SpectraFM: Tuning into Stellar Foundation Models

Published: 02 Nov 2024, Last Modified: 07 Nov 2024Neurips 2024 Workshop FM4Science PosterEveryoneRevisionsBibTeXCC BY 4.0
Keywords: astrophysics, stars, foundation model, transfer learning
TL;DR: We introduce a Transformer-based foundation model for stellar spectroscopy that leverages pre-training on synthetic spectra and fine-tuning on real data to generalize across instruments and improve predictions with limited training data.​
Abstract: Machine learning models in astrophysics are often limited in scope and cannot adapt to data from new instruments or tasks.
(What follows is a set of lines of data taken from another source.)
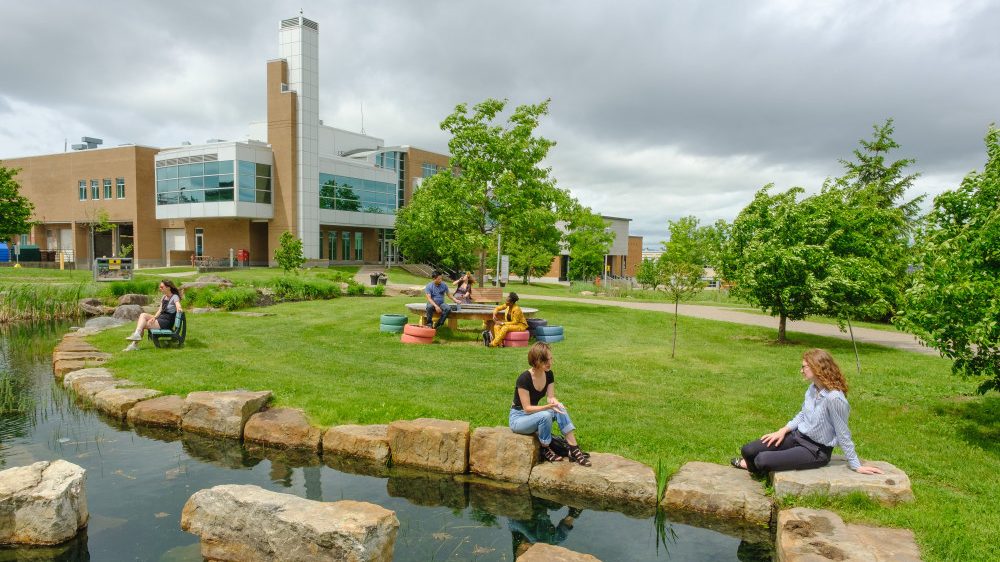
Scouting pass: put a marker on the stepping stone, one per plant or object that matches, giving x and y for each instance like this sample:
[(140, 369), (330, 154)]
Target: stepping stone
[(613, 482), (806, 535), (369, 442), (237, 523), (118, 401), (500, 454), (283, 427), (95, 373), (541, 552), (222, 413), (837, 478), (42, 503), (720, 491), (439, 445), (164, 411)]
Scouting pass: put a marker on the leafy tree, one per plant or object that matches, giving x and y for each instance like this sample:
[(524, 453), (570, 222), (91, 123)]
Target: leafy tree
[(289, 254), (647, 274), (776, 257), (502, 186), (589, 241), (15, 209), (953, 304), (681, 265)]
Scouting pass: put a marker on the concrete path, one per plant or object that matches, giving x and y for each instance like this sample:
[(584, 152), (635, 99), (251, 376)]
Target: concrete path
[(893, 339)]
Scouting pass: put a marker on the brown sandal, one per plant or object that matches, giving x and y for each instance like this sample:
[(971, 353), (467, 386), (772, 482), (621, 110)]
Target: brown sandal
[(550, 455), (578, 456)]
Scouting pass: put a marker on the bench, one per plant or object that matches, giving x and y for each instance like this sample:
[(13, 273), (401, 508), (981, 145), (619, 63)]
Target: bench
[(176, 335), (487, 294)]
We introduce SpectraFM, a Transformer-based foundation model architecture that can be pre-trained on stellar spectra from any wavelength range and instrument. SpectraFM excels in generalization by combining flexibility with knowledge transfer from pre-training, allowing it to outperform traditional machine learning methods, especially in scenarios with limited training data. Our model is pre-trained on approximately 90k examples of synthetic spectra to predict the chemical abundances (Fe, Mg, O), temperature, and specific gravity of stars. We then fine-tune the model on real spectra to adapt it to observational data before fine-tuning it further on a restricted 100-star training set in a different wavelength range to predict iron abundance. Despite a small iron-rich training set of real spectra, transfer learning from the synthetic spectra pre-training enables the model to perform well on iron-poor stars. In contrast, a neural network trained from scratch fails at this task. We investigate the Transformer’s attention mechanism and find that the wavelengths receiving attention carry physical information about chemical composition. By leveraging the knowledge from pre-training and its ability to handle non-spectra inputs, SpectraFM reduces the need for large training datasets and enables cross-instrument and cross-domain research. Its adaptability makes it well-suited for tackling emerging challenges in astrophysics, like extracting insights from multi-modal datasets.